Nach Bayern hat der Südwesten am meisten Solaranlagen
Doch gilt in der Tendenz auch für Baden-Württemberg der bundesweite Trend: Die Importe aus Frankreich machten 2023 zwar knapp die Hälfte des zugekauften Stroms aus, aber insgesamt dürfte der Atomstromanteil an der gesamten Strommenge im Land laut Zahlen des Umweltministeriums doch nur bei 4,6 Prozent gelegen haben. Höher also als beim Bund, aber doch nicht dramatisch hoch. Im Jahr 2019 bezifferte sich der Atomstromanteil an der erzeugten Menge in Baden-Württemberg noch auf mehr als 37 Prozent.
Die CO2-Emissionen aus der Stromerzeugung waren im Südwesten laut einer Statistik des Umweltministeriums 2021 und 2022 nochmals deutlich nach oben gegangen, vor allem durch den verstärkten Einsatz der Kohlekraftwerke – zu dem Zeitpunkt lagen sie wieder fast auf dem Niveau von 1990. Mittlerweile sind die Emissionen wieder deutlich gesunken und befanden sich 2023 fast auf dem niedrigsten Niveau seit 1990. Nur 2020 hatte es durch die Coronapandemie einen noch niedrigeren CO2-Ausstoß gegeben.
Bundesweit lag der Anteil der erneuerbaren Energien bei dem Strom, der am Ende aus der Steckdose kommt, 2024 laut Bruno Burger bei 56 Prozent.
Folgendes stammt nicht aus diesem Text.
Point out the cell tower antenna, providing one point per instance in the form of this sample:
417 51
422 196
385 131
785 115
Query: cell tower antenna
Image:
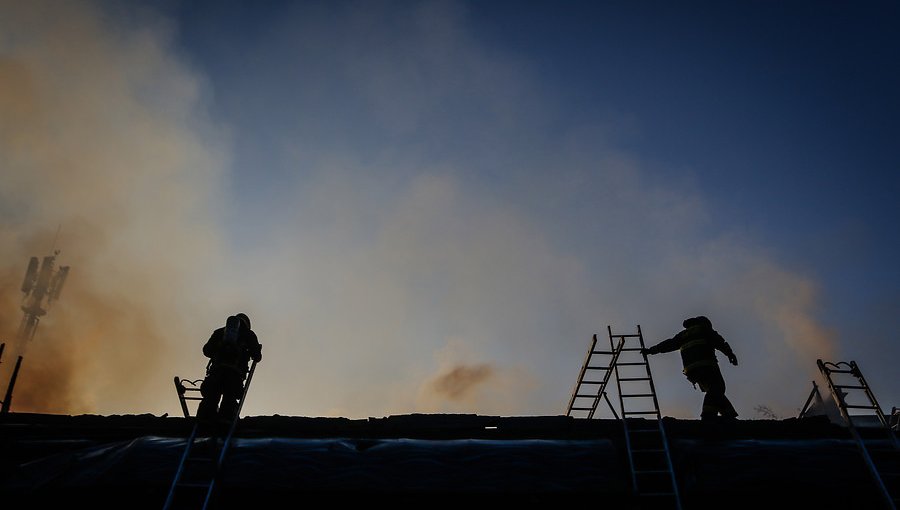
41 286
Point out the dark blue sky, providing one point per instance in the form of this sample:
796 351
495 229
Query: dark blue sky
400 189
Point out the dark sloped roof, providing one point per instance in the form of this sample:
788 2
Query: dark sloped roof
103 461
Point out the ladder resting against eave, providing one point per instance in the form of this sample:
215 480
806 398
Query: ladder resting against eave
876 439
203 457
652 475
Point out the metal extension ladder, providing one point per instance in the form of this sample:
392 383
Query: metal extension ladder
203 457
589 390
652 475
877 441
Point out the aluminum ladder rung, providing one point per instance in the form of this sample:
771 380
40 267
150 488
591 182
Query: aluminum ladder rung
888 491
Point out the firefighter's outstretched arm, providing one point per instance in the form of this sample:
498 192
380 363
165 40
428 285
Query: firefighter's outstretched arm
668 345
726 350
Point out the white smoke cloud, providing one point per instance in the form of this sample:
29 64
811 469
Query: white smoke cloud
412 213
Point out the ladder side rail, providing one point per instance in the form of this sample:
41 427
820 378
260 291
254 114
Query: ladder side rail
835 394
616 368
612 363
180 471
649 375
227 441
665 441
626 433
870 464
871 395
180 389
587 360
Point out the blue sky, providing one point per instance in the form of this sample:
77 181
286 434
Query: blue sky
397 192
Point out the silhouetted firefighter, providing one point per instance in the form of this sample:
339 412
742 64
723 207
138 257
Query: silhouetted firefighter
698 342
230 350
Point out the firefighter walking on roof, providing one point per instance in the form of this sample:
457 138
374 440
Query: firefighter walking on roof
697 343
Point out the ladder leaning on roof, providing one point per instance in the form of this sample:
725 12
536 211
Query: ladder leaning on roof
652 476
589 390
878 444
203 457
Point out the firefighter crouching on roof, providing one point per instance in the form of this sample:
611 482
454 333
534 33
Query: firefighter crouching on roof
226 371
698 342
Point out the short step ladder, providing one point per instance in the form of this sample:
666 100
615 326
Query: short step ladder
652 474
867 424
202 461
592 381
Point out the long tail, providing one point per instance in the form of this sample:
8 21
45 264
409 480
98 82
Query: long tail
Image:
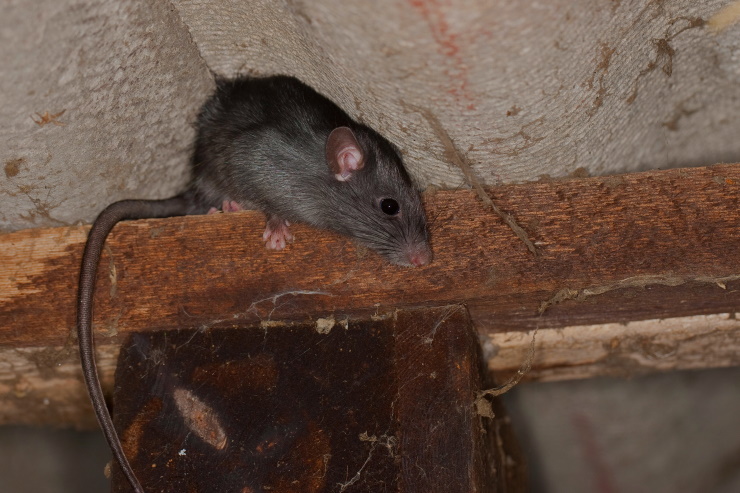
118 211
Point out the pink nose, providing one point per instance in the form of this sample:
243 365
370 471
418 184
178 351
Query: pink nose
420 258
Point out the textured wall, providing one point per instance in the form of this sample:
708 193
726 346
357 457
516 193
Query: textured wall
524 89
124 79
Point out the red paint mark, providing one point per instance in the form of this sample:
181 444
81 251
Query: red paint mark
448 43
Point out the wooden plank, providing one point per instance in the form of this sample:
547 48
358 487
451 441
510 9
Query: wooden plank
370 405
610 249
43 386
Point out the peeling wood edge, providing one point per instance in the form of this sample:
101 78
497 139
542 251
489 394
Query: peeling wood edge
44 386
615 349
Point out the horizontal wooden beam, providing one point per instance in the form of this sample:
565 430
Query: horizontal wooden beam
610 250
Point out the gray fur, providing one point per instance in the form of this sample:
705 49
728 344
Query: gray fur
262 144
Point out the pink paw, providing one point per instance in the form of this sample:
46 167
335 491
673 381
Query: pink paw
277 234
226 206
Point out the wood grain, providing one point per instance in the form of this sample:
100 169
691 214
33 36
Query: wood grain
615 255
612 249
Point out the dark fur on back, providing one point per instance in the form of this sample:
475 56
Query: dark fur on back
262 143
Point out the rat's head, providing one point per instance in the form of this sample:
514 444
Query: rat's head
375 201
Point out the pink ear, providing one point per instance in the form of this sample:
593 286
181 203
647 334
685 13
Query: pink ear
343 153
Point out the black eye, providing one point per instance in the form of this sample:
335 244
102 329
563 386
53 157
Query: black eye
389 206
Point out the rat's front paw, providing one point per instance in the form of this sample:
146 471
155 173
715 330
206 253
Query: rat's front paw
227 206
277 234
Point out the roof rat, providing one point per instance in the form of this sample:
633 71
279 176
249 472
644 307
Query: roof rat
276 145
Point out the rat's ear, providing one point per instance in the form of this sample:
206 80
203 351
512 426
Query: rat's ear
343 153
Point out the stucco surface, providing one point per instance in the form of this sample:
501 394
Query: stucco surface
524 89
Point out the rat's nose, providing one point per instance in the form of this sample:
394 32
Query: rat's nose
420 256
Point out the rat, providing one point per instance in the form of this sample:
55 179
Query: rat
276 145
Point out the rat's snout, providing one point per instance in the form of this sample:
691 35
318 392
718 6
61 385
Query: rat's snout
419 255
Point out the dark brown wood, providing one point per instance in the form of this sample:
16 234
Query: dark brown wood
359 406
610 249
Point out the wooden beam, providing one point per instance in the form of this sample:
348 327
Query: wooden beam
611 250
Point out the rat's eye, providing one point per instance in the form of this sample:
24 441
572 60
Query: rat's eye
389 206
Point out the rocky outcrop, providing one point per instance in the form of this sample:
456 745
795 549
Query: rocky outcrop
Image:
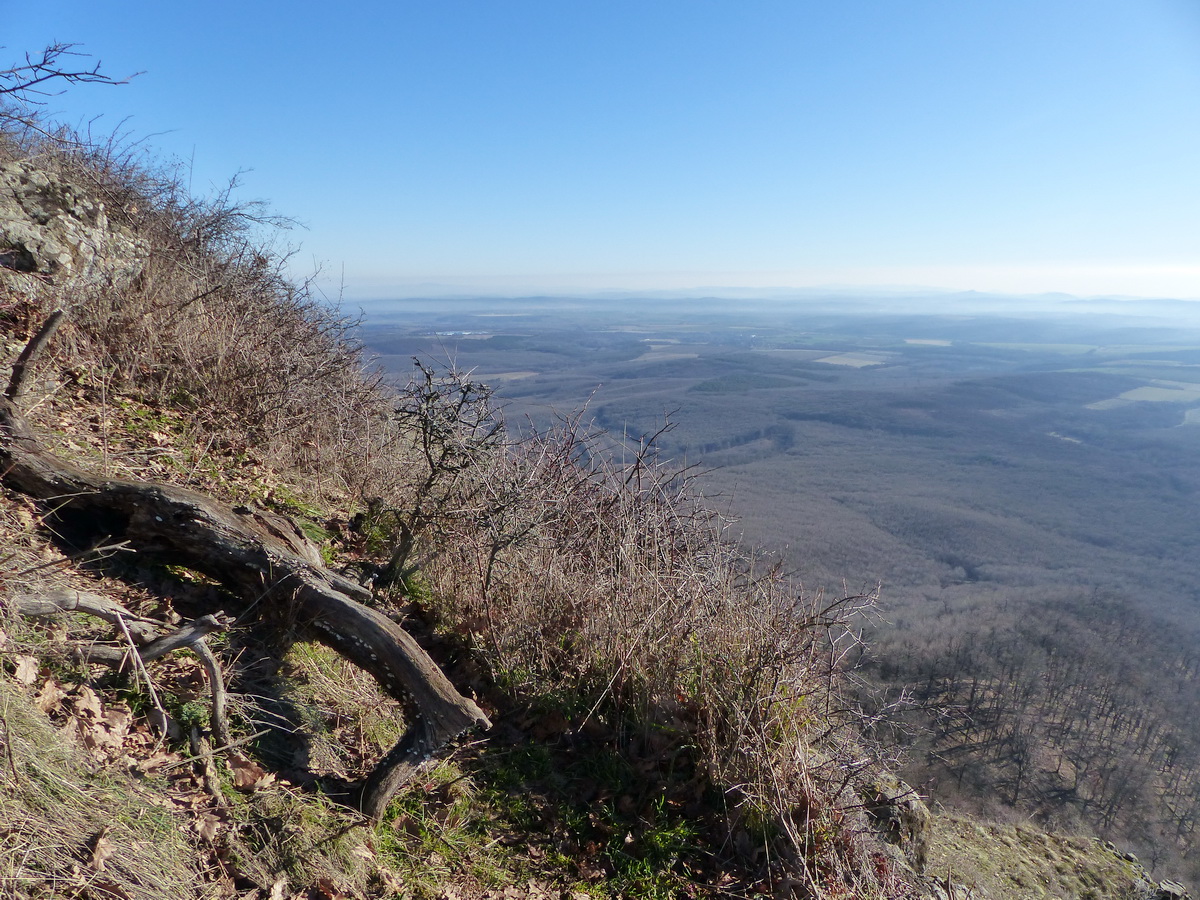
899 815
54 228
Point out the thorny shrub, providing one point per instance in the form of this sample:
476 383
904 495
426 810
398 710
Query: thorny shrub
615 586
204 315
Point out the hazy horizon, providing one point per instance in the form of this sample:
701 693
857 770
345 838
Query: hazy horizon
1020 147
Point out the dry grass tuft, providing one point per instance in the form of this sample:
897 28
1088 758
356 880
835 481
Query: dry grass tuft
71 829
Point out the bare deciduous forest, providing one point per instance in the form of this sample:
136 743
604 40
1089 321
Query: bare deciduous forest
1020 477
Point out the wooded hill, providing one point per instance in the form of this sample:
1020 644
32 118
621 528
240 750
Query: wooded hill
276 628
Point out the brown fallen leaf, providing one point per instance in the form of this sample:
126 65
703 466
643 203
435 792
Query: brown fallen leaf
51 696
208 827
87 702
101 850
329 889
247 774
27 670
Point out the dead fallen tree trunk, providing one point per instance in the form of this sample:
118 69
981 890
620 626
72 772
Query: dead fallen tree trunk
261 557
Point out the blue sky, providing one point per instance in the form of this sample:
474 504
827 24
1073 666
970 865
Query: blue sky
495 145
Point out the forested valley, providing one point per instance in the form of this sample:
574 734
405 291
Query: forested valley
1019 477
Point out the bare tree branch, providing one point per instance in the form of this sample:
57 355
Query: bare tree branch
27 82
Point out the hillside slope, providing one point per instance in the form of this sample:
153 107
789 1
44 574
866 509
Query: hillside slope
667 715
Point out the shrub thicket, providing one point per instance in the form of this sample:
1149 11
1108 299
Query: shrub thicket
583 579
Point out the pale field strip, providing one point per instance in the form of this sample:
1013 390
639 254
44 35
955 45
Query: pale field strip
858 360
511 376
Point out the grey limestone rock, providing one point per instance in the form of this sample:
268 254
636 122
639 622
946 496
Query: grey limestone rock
53 228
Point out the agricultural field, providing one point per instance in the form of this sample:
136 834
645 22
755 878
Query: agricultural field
1027 472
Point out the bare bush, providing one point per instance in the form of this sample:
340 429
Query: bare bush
209 319
615 586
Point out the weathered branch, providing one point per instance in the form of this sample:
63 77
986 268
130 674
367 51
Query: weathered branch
256 555
29 355
59 600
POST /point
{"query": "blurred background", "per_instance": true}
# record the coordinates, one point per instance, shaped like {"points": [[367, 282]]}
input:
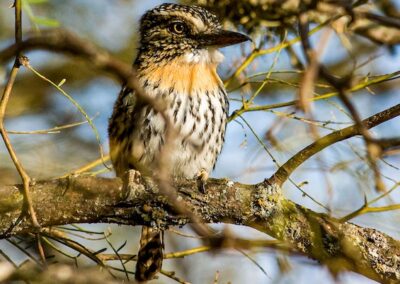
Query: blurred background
{"points": [[338, 178]]}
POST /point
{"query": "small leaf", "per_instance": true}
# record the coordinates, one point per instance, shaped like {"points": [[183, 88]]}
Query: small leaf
{"points": [[34, 2], [62, 82]]}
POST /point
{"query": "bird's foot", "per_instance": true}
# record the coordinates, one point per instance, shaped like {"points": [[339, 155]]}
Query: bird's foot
{"points": [[202, 178], [132, 185]]}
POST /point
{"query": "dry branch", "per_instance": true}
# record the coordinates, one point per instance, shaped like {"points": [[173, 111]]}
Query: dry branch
{"points": [[260, 206]]}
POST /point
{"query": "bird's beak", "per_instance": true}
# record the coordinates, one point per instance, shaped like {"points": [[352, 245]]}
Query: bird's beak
{"points": [[221, 38]]}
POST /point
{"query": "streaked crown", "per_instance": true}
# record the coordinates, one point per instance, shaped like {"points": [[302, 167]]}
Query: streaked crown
{"points": [[171, 30]]}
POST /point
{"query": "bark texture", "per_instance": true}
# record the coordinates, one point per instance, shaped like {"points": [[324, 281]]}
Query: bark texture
{"points": [[261, 206]]}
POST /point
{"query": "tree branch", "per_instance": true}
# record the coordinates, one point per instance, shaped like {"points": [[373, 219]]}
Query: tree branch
{"points": [[260, 206]]}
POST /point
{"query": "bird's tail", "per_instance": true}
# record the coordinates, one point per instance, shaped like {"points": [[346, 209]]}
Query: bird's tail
{"points": [[150, 254]]}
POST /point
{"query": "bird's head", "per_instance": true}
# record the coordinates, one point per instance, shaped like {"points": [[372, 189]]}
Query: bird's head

In Baden-Württemberg machen die grünen Kraftwerke sogar fast 70 Prozent des hierzulande produzierten Stroms aus. Gerade die Sonne ist ein Trumpf: Der Südwesten liegt nach Bayern bei der installierten Solarleistung auf dem zweiten Platz, fast 28 Prozent des gesamten Stroms im Land entsteht in Photovoltaik-Anlagen (im Bund 14,5 Prozent). Der Strom aus Windrädern macht dagegen aufgrund der immer noch geringen Zahl an Anlagen „nur“ 9,4 Prozent aus (im Bund 33 Prozent).